Group files by age - Like a generational garbage collector

chrestomanci · September 25, 2018, 3:42pm

I have had an idea about how to improve restic, specifically how to reduce the churn of unused files when repacking after a prune. (See also pull request #1994 - Prune repack threshold).

My thinking is that repacking packs in the backup to remove unused blobs is similar to how a garbage collector works in a language like Java, and it suffers from similar problems that a lot of stuff dies young and needs to be removed, creating a lot of churn.

The fix in virtual machine garbage collector is to treat young and old objects separately. Restic could do the same for the files that it backs up and those that it moves into new packs when repacking as part of a prune & forget.

My suggestion is that when doing a backup. Restic should sort the files by creation time, and put the oldest files in separate packs from the youngest. (If that is too expensive, just separate them into 4 or so bins by age). A file that is more than a year old will probably be around for a long time, while one that is only a few hours old could well get deleted soon, so should share a pack with other young files.

My thinking is that if we had this feature, then a prune and forget would do much less I/O because most packs would only contain old files that don’t need repacking. Also the threshold feature would work better because a low threshold (eg 20%), would cause most young packs to be rebuilt while not affecting old packs that had one or two files removed.

764287 · September 26, 2018, 7:13am

I’m not a developer but from my understanding this won’t work because files are split in parts/chunks and then packed. Those chunks can be part of any file in any snapshot.

wscott · September 29, 2018, 10:11am

This is a good idea and the backup is similar to a chunked memory allocator and so similar solutions can apply.

My question is does this matter in the steady state? After the initial backup everything being saved is a new change by definition and after the oldest snapshot being removed by prune is newer than the initial backup then what are you packing? I guess this suggestion is for prune when it is removing N packs and replacing it with M new ones and you think if the M new packs are sorted correctly we can make N smaller the next time.

To @764287’s point, I think we could use the timestamps of the N packs being removed as a proxy for the age of the data. I am not sure restic gets that timestamp data from all of the backends but is there a header in the packfile with a timestamp? So when the M new packs are being created perhaps processing the N packs in time order would be more efficient.

To address stuff like this we need a reproducible realistic set of backup data. The duplicacy benchmarks used a series of snapshots from the linux kernel. You could try different repacking methods and then backup the kernel every week for the last 10 years and see if prune traffic is reduced. It would also make a nice way to select a good default repack threshold.

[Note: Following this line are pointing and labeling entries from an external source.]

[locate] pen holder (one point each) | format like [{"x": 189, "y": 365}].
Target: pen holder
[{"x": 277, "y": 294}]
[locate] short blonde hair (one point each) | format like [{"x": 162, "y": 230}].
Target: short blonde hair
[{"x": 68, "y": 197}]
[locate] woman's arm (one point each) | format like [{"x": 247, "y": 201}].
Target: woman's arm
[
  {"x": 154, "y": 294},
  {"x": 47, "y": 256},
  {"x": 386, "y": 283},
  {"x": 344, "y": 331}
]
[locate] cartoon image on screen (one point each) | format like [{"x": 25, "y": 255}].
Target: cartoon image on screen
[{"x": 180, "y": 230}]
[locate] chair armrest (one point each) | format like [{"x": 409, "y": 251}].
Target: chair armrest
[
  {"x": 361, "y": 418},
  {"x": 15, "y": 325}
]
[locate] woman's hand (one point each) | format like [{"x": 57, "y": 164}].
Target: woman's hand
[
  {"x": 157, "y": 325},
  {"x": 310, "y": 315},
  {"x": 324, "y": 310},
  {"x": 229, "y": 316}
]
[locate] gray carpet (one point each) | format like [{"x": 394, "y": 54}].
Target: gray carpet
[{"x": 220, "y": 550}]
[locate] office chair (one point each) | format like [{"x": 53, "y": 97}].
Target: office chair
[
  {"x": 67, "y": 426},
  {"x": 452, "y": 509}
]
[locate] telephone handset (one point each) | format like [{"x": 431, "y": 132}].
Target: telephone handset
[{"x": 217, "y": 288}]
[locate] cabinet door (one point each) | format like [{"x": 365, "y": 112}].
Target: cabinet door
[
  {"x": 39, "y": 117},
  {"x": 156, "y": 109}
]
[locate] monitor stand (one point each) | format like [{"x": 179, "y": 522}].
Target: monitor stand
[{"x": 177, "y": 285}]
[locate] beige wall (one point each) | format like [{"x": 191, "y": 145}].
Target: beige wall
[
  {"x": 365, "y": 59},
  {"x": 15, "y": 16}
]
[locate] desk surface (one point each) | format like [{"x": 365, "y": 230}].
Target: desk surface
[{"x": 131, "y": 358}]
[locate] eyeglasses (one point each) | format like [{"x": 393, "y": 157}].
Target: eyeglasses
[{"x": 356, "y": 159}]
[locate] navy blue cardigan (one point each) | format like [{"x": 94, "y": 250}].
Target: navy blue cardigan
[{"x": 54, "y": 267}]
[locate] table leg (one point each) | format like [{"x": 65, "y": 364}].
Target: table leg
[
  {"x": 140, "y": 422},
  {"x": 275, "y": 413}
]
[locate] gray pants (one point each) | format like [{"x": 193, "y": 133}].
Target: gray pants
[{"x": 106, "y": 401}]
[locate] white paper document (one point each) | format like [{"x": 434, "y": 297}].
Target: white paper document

fd0 · September 29, 2018, 12:29pm

Thanks for reporting suggestions on how to improve restic! While this is a nice idea in theory, I think it’s not as good in practice. Several things come to my mind:

Sorting the files by modification date before processing them during backup is hard to do, since restic walks the paths given on the command line in depth-first order. Only ordering files in a single directory seems pointless.
Restic splits the files into one or more chunks, and afterwards the chunks are completely independent from the files and restic doesn’t care any more where a particular blob came from. Tracking this information will be expensive (in terms of memory)
A blob may be referenced by many different files, which may be completely different in terms of age
The first run of prune will probably mix the blobs together anyway, except if we take special care (which will be memory-intensive again
For the very first backup, this strategy seems a nice idea, but what about subsequent backups? Most blobs will already be in the repo, and all files newly added will have a recent modification date, so then we can just carry on as usual?

This does sound very negative (I’m sorry for that), but I don’t think it’s a good idea to improve the packing algorithm at this point, before we do some major cleanups and restructurings

FYI, I have a restic repo containing the extracted Linux kernel sources for each revision starting at 2.2 or so in a snapshot, it’s about 50GiB in size.